Take a softwood or a semi-hardwood cutting from the coral honeysuckle vine in summer or early fall. Look for new growth from this season that is not yet mature or has just matured. From the tip of the vine include four leaf nodes, which are the points where the leaves attach to the stem. Make a diagonal cut right below the fourth node.
Wrap the bottom of the cutting with a damp paper towel to keep it moist during transportation until planting.
Fill a small pot with a rooting medium such as a mixture of peat and perlite. This will provide a well-drained but stable setting for the cutting.

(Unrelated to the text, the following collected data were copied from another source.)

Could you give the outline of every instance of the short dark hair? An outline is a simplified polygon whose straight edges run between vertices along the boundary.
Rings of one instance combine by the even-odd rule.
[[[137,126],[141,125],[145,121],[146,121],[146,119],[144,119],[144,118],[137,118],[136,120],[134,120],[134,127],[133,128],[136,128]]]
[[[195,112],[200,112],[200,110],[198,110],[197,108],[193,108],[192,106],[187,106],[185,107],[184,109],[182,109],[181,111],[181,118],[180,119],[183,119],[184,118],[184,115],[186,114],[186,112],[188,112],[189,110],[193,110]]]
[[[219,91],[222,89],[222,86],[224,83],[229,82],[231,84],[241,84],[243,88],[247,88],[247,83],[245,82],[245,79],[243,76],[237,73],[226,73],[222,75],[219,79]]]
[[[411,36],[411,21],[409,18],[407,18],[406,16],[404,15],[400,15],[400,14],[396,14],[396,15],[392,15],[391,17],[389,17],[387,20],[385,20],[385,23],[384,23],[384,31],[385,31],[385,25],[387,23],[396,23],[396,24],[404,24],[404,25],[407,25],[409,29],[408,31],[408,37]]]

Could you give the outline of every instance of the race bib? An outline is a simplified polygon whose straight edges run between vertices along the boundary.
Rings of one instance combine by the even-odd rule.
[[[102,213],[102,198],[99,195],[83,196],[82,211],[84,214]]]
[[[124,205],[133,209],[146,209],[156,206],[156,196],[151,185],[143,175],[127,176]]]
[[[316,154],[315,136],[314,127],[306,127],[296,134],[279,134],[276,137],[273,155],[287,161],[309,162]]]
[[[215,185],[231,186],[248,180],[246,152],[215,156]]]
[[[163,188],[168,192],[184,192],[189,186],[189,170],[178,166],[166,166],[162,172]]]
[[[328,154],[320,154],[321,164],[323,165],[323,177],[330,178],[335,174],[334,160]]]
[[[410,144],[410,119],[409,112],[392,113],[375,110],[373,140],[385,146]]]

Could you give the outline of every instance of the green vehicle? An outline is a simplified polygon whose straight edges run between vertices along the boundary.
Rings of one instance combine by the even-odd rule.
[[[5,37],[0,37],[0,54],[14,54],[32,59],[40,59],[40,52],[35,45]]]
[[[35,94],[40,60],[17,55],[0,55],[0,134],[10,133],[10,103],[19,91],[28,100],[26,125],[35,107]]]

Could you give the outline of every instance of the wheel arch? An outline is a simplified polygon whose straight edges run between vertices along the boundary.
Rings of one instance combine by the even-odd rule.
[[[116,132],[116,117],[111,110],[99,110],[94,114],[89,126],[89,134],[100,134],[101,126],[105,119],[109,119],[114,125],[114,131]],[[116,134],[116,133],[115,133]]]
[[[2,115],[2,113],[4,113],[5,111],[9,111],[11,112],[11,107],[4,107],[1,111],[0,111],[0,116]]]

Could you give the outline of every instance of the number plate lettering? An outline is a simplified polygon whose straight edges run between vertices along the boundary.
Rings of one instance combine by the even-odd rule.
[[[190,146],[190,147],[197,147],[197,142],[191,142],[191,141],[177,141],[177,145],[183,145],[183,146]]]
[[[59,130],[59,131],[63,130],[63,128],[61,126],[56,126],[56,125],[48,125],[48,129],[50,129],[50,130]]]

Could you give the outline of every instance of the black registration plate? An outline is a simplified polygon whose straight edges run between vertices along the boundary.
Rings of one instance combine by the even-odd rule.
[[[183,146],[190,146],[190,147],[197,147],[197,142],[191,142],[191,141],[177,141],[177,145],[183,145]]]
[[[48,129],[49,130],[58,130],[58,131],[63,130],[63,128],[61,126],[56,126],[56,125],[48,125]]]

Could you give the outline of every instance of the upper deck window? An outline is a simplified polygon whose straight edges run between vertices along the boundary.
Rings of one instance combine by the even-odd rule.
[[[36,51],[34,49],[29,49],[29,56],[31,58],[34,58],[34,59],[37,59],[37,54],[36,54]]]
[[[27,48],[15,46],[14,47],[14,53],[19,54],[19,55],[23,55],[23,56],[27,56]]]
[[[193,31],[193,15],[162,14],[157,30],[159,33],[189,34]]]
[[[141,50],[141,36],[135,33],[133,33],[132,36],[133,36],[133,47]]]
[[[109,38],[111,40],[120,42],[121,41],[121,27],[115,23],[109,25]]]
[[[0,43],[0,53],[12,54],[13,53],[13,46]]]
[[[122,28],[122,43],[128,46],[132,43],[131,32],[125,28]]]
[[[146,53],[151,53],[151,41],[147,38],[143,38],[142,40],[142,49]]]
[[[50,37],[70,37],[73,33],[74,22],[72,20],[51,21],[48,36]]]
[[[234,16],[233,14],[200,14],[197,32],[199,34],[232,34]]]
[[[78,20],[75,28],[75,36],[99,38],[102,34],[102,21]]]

Strip the two sets of leaves closest to your cut off the vine. Dip this bottom end in rooting hormone to improve its chances of rooting successfully.
Push the coral honeysuckle cutting into the pot about 1/3 of its length. Press the potting medium down around its base so it will stay upright.
Water the cutting and place the pot in partial sun. Loosely cover the pot with a clear plastic bag to increase humidity. Keep the cutting evenly moist and watch for signs of independent growth in one to two weeks.
Transplant the honeysuckle vine into a larger pot, or outdoors if it is summer or early fall, once it begins growing vigorously on its own. Use the same type of potting medium if you decide to transplant it to larger pots. Provide plenty of water to the vine during the transition, keeping it evenly moist until it adapts to its new environment.